新しい家の話を聞きながら、私は素直に思いました。
「ふぅん…すごいなぁ。」
理想の家を建てられたことは、本当に羨ましいです。
広いリビング。きれいなキッチン。子どもが走り回れる家。いいなあ。普通にいいなあ。人間だもの。
その一方で、心のどこかがざわついていました。
「もし自分だったら、本当にその住宅ローンを背負えるだろうか。

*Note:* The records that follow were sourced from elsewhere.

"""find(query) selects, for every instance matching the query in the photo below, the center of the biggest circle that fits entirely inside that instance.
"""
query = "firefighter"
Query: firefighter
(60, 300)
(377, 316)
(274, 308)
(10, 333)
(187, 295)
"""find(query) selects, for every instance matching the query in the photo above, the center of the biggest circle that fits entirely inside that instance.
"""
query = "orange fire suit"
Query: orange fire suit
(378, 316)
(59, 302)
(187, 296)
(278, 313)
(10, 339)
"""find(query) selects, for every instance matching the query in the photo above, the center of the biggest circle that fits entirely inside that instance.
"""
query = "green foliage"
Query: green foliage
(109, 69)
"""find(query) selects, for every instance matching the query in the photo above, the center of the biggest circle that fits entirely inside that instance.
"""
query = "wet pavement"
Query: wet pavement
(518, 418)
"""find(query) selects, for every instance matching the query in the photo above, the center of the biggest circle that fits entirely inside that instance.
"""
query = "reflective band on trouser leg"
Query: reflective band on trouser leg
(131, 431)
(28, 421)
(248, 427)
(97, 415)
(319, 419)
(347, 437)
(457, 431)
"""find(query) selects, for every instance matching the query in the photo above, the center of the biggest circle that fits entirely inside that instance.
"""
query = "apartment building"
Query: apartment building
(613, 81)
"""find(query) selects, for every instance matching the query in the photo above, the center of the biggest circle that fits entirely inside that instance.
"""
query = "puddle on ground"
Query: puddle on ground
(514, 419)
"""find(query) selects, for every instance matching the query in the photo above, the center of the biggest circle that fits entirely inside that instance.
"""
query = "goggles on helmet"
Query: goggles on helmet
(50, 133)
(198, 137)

」
そんなことを考えてしまったのです。
もちろん、家を買う人を否定したいわけではありません。
むしろ、自分たちで理想の暮らしを選んでいる人は素敵だと思います。
ただ、私はセミFIREを目指すようになってから、お金の使い方に対する考え方が大きく変わりました。
この記事は、「家を買うべきか、賃貸でいるべきか」という話ではありません。
世帯年収1000万円のわが家が、5000万円の家を前にして何を怖いと感じたのか。
そして、セミFIREを目指す中で、「お金」と「幸せ」の価値観がどう変わったのか。
そんな話です。
我が家も本気で家探しをしていた
30代の友人でよく出る話題といえば「賃貸にするかマイホーム購入にするか」です。
そんな話題が出ると、私は
「キャッシュフローの見えにくいマイホームよりも賃貸が安泰だよ」
「人生において住まいは大事だけど、共働きで子持ちだと家にいる時間は1日のうち限られた時間でしかないから、そこまでお金を使わなくてもいいんじゃなあい?」
なんて返答していました。
ですが、この発言に反して、実はめちゃくちゃ売りに出ている物件を毎日見ていました。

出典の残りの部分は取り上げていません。